Based on the results, 0 % of the respondents were strongly disagreed, 4.3 % disagreed, 1.4 % were neither agreed nor disagreed, while 31.4 % were agreed, and 62.9 % were strongly agreed with the statement. This highlighted that most of the respondents believed that resource shortfalls could be avoided if extra (buffers) resources are added to the critical chain in projects.
Correlation Matrix
The correlation analysis was performed to find the relationship between the effectiveness of CCPM with feeding buffers and resource buffers.
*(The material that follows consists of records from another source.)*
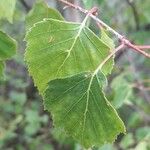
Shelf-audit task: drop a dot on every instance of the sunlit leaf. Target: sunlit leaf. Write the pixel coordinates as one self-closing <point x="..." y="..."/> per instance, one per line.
<point x="39" y="12"/>
<point x="122" y="91"/>
<point x="79" y="106"/>
<point x="57" y="49"/>
<point x="7" y="8"/>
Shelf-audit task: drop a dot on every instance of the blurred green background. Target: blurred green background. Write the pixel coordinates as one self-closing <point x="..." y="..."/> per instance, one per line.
<point x="24" y="125"/>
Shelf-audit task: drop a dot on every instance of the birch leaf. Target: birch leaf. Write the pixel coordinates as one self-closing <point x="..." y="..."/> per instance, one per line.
<point x="58" y="49"/>
<point x="39" y="12"/>
<point x="79" y="106"/>
<point x="7" y="8"/>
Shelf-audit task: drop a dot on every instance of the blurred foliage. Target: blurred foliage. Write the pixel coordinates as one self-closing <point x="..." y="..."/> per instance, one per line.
<point x="23" y="123"/>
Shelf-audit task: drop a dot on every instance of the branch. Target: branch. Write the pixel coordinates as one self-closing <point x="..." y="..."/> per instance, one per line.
<point x="26" y="6"/>
<point x="119" y="36"/>
<point x="108" y="57"/>
<point x="135" y="13"/>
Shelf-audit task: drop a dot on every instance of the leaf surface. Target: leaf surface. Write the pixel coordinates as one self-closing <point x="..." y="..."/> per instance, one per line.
<point x="1" y="69"/>
<point x="122" y="91"/>
<point x="7" y="8"/>
<point x="79" y="106"/>
<point x="58" y="49"/>
<point x="7" y="46"/>
<point x="39" y="12"/>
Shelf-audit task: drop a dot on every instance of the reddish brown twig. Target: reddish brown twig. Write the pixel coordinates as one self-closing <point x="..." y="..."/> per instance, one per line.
<point x="143" y="47"/>
<point x="119" y="36"/>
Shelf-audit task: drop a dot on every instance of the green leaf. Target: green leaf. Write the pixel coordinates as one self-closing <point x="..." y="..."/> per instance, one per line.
<point x="58" y="49"/>
<point x="7" y="46"/>
<point x="7" y="8"/>
<point x="88" y="3"/>
<point x="79" y="106"/>
<point x="122" y="90"/>
<point x="39" y="12"/>
<point x="1" y="69"/>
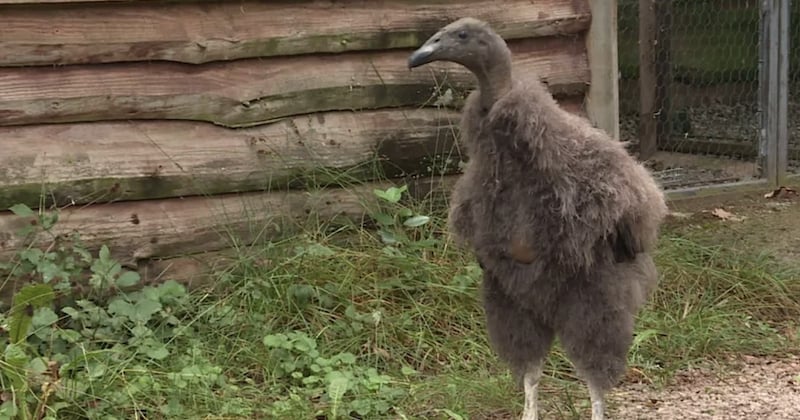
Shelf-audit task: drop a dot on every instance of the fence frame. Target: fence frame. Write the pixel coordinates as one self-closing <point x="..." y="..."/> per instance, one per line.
<point x="774" y="44"/>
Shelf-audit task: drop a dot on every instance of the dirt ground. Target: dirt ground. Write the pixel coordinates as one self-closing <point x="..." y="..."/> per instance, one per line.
<point x="752" y="387"/>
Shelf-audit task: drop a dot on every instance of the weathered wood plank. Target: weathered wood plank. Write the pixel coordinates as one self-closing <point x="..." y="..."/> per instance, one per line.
<point x="192" y="32"/>
<point x="100" y="162"/>
<point x="159" y="228"/>
<point x="251" y="92"/>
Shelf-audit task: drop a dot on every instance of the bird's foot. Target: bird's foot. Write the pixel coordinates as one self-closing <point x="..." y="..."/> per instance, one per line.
<point x="531" y="385"/>
<point x="598" y="403"/>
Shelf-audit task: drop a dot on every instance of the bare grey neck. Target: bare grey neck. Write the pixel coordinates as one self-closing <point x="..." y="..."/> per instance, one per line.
<point x="494" y="75"/>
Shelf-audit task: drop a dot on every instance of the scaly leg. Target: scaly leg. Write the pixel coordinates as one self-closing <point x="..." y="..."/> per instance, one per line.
<point x="531" y="384"/>
<point x="598" y="402"/>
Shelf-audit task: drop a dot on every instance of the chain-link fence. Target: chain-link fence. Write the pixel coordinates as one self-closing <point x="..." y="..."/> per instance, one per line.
<point x="689" y="88"/>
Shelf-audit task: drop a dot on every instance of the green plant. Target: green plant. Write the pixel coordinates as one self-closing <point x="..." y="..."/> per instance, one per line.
<point x="342" y="386"/>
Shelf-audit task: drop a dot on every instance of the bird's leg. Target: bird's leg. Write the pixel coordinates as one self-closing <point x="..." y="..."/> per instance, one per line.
<point x="531" y="385"/>
<point x="597" y="397"/>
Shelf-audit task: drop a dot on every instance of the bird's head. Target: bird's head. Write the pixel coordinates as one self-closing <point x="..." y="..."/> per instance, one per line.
<point x="467" y="41"/>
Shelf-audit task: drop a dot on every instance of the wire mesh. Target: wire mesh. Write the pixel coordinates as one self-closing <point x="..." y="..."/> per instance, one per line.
<point x="705" y="88"/>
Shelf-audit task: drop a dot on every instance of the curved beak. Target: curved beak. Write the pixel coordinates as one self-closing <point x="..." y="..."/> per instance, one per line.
<point x="422" y="55"/>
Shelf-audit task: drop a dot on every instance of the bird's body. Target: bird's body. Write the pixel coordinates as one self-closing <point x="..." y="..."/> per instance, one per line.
<point x="561" y="218"/>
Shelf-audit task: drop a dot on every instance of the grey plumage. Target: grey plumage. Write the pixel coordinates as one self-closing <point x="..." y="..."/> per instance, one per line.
<point x="561" y="218"/>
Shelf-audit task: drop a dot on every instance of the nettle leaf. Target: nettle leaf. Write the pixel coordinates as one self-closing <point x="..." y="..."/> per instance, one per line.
<point x="44" y="317"/>
<point x="128" y="279"/>
<point x="383" y="219"/>
<point x="416" y="221"/>
<point x="122" y="308"/>
<point x="145" y="309"/>
<point x="338" y="384"/>
<point x="21" y="210"/>
<point x="37" y="366"/>
<point x="392" y="194"/>
<point x="275" y="340"/>
<point x="15" y="356"/>
<point x="158" y="353"/>
<point x="26" y="301"/>
<point x="104" y="254"/>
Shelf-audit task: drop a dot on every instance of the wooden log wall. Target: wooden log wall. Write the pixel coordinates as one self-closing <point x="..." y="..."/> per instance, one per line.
<point x="169" y="127"/>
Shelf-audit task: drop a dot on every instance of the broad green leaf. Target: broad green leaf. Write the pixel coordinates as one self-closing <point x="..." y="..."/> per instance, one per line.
<point x="275" y="340"/>
<point x="158" y="353"/>
<point x="383" y="219"/>
<point x="408" y="371"/>
<point x="145" y="309"/>
<point x="8" y="410"/>
<point x="416" y="221"/>
<point x="26" y="301"/>
<point x="37" y="365"/>
<point x="15" y="355"/>
<point x="44" y="317"/>
<point x="105" y="254"/>
<point x="337" y="386"/>
<point x="123" y="308"/>
<point x="452" y="414"/>
<point x="21" y="210"/>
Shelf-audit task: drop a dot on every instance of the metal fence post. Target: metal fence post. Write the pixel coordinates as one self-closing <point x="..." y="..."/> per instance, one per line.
<point x="783" y="93"/>
<point x="774" y="86"/>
The complete results output of correlation analysis is provided in Appendix IV, while the summarized results are provided in table 4.7, which is given below.
As the correlation was significant at the 0.01 level, it means that at 99% confidence level; the independent variables namely; feeding buffers and resource buffers were found to have a significant positive correlation with the effectiveness of CCPM as their respective sig. Values of the two were independent variables were (0.000) respectively, which was less than (0.01).
It means that the effectiveness of CCPM is directly related to; feeding buffers and resource buffers. Moreover, both the independent variables were found to have a strong relationship with the effectiveness of CCPM as their Pearson Correlation values were (0.787) and (0.736) respective were more than 0.7.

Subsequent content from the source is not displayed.